Date: April 12, 2011

Company: Bank of America

CEO: Brian Moynihan

Source: WSJ

Synopsis: Bank of America Corp.’s internal auditors are reviewing why two top finance and accounting executives weren’t consulted before the bank disclosed to investors that a dividend increase had been rejected by regulators, according to people familiar with the situation.  Chief Executive Brian Moynihan complied federal guidelines. But there are serious questions about the lack of communication.  It  highlights questions about Moynihan’s management style, and how decisions are made at Bank of America.

Brand Bubble: Board Chair Chad Holliday is standing behind Moynihan publicly but the WSJ reports governance specialists say it is unusual for a public company to file without consulting top finance and accounting people. Proposed dividend increases goes to the “heart of what they do.”

On the plus side, Moynihan has reportedly asked for an internal review.
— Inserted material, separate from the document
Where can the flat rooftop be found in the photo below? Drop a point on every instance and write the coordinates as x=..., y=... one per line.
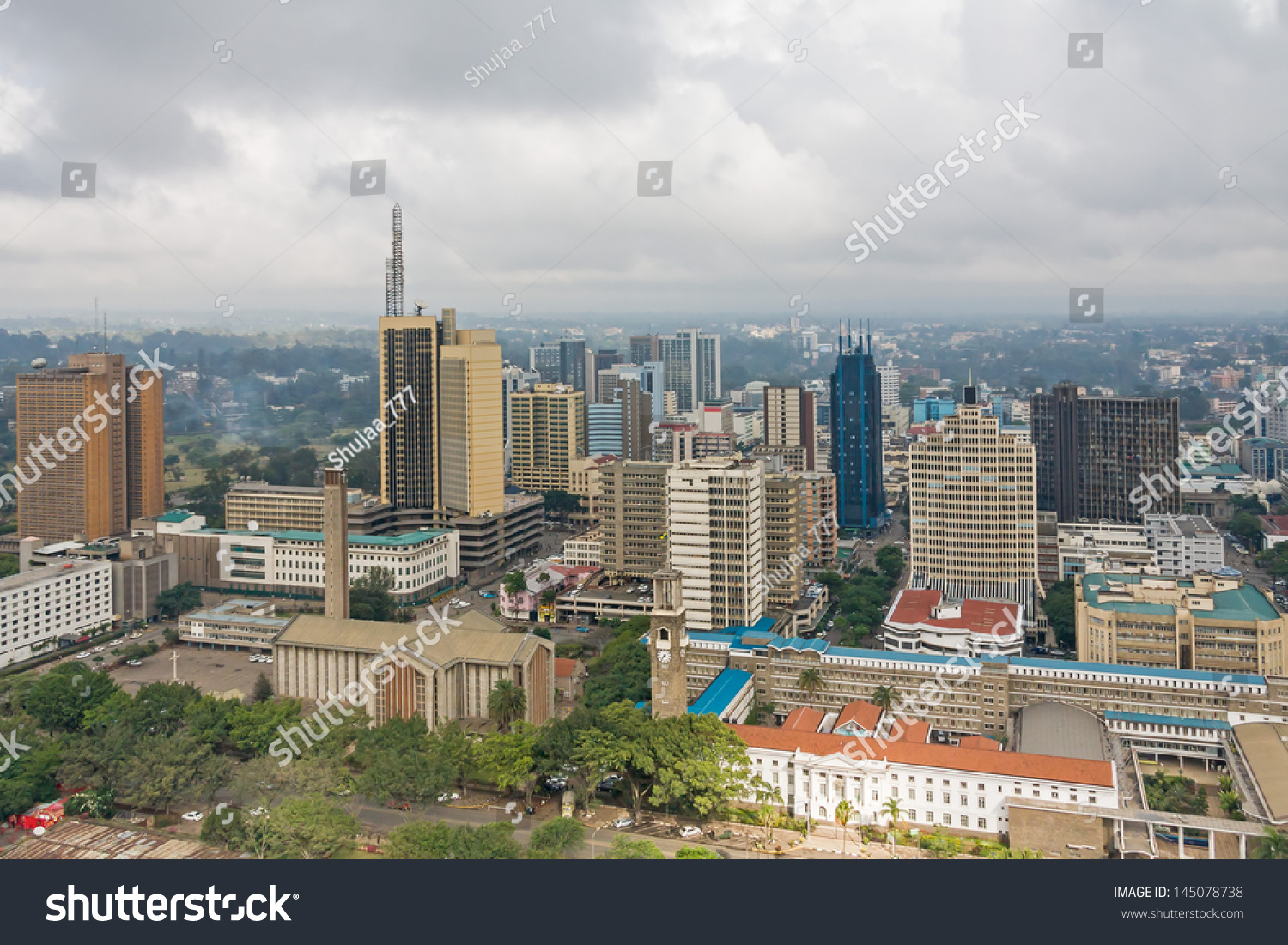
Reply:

On the downside, he hasn’t been true to his word.  According to the WSJ he pledged to U.S. regulators that he would seek consensus among bank executives to improve the company’s decision making.  To an outside observer it looks like the same ol’ same ol.  It isn’t easy to change your stripes, but this seems like a big, obvious example of the more things stay the same, the more they stay the same.

Advice: Moynihan shouldn’t wait for the end of this review to take a new approach and get some outside help realigning his style and the way the top management team works together.  He has been known, according to the published report, to say “this is the way,” and, “it shall be done.”

Now he has a chance to rescue his reputation and turn this embarrassment into a catalyst for change.  Build a team of executives who you trust, create a shared set of values, learn to communicate with each other and protect the CEO brand as well as the bank’s long term reputation.